Dremio goals are mainly to virtualize remote database access and to provide an ETL replacement for data preparation/cleansing.
When we do data science, or BI, we often need to build domain-specific datamarts involving processing functions we don’t find in Dremio. These datamart can’t be a dremio virtual dataset but need to be a physical database schema. In this case, we would need to install a data warehouse/datamart along Dremio, being what we wanted to avoid in fine.
We could avoid this by two means if it was integrated in dremio :
by being able to create virtaul dataset by using processing UDF on an existing Vdataset to produce a processed vdataset, for instance with spark, or pandas
by implementing in dremio a datamart for storing data ; it is a little bit the scheme Ignite takes by providing the two means of accessing Ignite, ie through virtualization or through a physiqcal ignite database
What is the dremio policy for this use case?
regards
Today, we already have the ability to extend our functions already via Java UDFs. It is in our roadmap to make this process simpler by exposing a public UDF SDK as well.
We also have the ability today to create a physical table that is based off of a VDS that then other tools can leverage - https://docs.dremio.com/sql-reference/sql-commands/create-table-as.html
You can use an external process to read from Dremio, apply the processing, and save the results as Parquet in a file system Dremio can access like S3, ADLS, and HDFS.
Does this address your needs?
It might be good to share some examples of the processing you have in mind.
THanks both of you for your replies.
It is a nice news to know that we can use UDF with dremio. It coudl be nice to have them in the UI too next to the standard functions , eg Create custom function .
Yes of course we can use an external process (but you have to have for instance hadoop installed) for create parquet files. But what it could be cool is to have the ability to create physical datasets in the UI along the sources and the virtual datasets, these physical datasets being used to insert or update rows. it is especially useful when we make data segmentation algorithms for instance where we use loops to inserts data on the flow.
regards
+1 to that one the ability to save intermediate table from the UI as we discussed in other threads
My use case is Geocoding and NLP e.g. having a UDF from the UI to say “geocode this” or NLP this and create a new table, next to the other sources that is not “recomputed” but instead its there “statically”, with ability to update/delete rows subsequently etc.
cheers
+1 I think this would be really an awesome feature. In a certain way you could then also use Dremio for a more classic ETL process.

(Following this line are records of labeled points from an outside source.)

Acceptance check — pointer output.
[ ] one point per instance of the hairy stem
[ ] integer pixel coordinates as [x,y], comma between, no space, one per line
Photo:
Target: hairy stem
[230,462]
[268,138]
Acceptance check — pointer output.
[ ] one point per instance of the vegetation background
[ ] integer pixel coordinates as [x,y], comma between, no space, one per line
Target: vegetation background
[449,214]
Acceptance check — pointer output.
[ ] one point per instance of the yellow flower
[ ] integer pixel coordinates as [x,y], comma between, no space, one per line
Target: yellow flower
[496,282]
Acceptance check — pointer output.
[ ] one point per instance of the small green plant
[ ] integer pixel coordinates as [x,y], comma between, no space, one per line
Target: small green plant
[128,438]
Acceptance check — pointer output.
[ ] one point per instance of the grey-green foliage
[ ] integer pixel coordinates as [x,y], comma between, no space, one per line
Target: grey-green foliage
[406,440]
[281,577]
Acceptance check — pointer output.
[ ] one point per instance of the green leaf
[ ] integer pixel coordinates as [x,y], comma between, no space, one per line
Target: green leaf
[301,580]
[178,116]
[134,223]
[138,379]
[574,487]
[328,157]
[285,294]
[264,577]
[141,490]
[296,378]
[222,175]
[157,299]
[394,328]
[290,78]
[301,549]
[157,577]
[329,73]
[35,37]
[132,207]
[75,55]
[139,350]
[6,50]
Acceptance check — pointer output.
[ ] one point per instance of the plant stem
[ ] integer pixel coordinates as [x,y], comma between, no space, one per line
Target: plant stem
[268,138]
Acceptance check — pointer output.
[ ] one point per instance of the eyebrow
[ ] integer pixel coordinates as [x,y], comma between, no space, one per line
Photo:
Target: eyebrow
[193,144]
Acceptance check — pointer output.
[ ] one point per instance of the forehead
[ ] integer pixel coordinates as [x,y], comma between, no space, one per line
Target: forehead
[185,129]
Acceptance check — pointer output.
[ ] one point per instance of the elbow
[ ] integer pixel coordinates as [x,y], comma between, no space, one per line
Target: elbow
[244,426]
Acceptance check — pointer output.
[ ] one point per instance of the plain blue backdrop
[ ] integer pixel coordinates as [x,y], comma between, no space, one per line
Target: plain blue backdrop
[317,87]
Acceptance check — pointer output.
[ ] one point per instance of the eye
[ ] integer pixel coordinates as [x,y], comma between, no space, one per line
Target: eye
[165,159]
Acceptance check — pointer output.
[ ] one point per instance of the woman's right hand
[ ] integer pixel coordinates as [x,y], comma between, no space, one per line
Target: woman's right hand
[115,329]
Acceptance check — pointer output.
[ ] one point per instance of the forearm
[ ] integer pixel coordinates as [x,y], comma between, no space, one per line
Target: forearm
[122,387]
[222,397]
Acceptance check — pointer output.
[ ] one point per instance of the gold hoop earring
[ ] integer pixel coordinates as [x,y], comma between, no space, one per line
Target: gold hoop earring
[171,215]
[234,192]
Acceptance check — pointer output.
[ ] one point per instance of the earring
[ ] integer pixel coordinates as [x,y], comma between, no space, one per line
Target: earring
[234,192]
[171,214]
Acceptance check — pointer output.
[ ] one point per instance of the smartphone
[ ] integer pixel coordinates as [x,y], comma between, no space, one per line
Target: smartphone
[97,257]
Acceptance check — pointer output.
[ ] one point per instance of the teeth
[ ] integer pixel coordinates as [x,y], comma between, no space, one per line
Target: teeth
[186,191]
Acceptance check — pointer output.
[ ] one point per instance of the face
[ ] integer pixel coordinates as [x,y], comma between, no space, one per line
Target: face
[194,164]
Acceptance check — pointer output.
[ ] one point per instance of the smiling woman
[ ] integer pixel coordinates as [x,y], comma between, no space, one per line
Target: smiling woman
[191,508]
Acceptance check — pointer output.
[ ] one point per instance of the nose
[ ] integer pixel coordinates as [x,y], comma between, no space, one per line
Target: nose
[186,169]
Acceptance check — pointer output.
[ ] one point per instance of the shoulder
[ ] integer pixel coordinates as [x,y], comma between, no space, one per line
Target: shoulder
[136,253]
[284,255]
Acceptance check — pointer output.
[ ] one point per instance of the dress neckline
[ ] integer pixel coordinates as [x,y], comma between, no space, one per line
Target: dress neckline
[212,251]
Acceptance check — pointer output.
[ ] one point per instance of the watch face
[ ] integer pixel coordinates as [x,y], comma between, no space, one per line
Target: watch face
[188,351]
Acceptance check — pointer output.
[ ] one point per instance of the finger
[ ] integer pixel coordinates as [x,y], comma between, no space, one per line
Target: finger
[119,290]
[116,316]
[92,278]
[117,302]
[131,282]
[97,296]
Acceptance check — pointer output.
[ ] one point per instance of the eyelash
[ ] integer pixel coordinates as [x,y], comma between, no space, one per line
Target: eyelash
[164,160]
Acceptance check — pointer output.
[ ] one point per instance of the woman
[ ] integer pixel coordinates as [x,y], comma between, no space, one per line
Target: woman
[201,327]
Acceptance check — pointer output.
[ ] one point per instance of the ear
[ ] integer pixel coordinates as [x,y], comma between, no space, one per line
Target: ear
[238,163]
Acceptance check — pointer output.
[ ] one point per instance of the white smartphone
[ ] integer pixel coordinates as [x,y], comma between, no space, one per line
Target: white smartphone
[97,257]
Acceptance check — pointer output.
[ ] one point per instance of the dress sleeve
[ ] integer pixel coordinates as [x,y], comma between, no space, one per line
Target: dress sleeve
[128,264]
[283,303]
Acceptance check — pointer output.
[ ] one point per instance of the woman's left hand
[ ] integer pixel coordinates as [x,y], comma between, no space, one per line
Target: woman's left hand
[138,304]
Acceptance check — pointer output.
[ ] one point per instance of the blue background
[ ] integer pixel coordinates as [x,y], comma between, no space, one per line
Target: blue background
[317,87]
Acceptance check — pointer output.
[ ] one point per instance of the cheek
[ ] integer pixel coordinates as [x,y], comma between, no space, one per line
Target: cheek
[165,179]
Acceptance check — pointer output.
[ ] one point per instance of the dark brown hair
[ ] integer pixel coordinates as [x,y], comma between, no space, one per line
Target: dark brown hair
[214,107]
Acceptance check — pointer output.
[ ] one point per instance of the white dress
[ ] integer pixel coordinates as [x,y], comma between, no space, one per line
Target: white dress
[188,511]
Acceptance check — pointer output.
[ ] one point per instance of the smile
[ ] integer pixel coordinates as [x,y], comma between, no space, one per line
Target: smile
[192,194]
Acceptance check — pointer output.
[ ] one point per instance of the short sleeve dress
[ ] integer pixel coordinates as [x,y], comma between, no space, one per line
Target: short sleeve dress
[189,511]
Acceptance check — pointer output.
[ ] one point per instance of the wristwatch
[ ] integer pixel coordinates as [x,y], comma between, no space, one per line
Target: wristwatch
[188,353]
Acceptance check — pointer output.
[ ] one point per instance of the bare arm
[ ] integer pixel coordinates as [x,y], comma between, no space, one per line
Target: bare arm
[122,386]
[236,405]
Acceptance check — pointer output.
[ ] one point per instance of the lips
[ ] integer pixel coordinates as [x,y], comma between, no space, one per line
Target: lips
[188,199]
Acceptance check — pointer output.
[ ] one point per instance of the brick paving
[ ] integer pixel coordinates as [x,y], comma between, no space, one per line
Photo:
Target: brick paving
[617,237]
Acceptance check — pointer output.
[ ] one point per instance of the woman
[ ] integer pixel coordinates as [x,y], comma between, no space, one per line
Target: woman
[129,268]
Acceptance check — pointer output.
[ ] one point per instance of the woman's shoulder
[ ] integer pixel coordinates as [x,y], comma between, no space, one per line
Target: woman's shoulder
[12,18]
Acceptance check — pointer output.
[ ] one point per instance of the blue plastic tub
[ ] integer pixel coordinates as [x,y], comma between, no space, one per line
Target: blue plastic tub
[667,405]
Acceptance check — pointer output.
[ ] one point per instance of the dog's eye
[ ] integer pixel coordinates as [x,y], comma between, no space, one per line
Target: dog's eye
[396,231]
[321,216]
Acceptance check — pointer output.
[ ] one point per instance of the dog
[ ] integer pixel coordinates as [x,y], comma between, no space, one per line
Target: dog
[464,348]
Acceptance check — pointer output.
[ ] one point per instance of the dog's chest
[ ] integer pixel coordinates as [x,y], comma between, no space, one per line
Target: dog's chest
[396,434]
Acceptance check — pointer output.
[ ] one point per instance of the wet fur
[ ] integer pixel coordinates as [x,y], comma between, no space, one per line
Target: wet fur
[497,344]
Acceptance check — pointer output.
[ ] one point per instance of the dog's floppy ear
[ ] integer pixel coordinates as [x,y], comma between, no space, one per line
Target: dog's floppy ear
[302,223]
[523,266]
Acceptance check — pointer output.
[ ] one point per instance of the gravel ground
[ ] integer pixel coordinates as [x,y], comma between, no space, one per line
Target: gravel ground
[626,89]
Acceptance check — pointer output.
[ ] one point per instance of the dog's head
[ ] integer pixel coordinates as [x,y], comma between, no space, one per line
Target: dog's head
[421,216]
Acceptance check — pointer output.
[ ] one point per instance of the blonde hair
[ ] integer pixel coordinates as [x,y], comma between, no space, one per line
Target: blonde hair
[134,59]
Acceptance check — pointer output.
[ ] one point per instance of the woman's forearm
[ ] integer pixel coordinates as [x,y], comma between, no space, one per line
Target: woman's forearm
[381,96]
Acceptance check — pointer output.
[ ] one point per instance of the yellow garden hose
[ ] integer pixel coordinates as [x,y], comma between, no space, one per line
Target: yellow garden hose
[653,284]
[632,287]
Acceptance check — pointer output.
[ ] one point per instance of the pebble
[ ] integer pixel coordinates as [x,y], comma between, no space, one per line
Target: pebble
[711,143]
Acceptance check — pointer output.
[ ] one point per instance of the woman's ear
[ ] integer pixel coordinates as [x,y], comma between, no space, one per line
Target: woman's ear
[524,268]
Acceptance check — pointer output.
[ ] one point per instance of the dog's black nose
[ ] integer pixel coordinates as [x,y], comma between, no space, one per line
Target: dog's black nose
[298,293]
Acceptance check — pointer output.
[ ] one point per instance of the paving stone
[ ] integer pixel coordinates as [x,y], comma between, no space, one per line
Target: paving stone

Ideally you could choose a target, e.g. a database table and then use an adapted vds that can be used to insert/update records in the target based on some keys.
Today we are using lots of different tools/programs for that. e.g. mybatis for performing classic ETL, ELK stack to get data analyzed, but with lots of data enrichment before data is stored in elastic.
My dream has always been to have this one serves all, and I think dremio has the potential.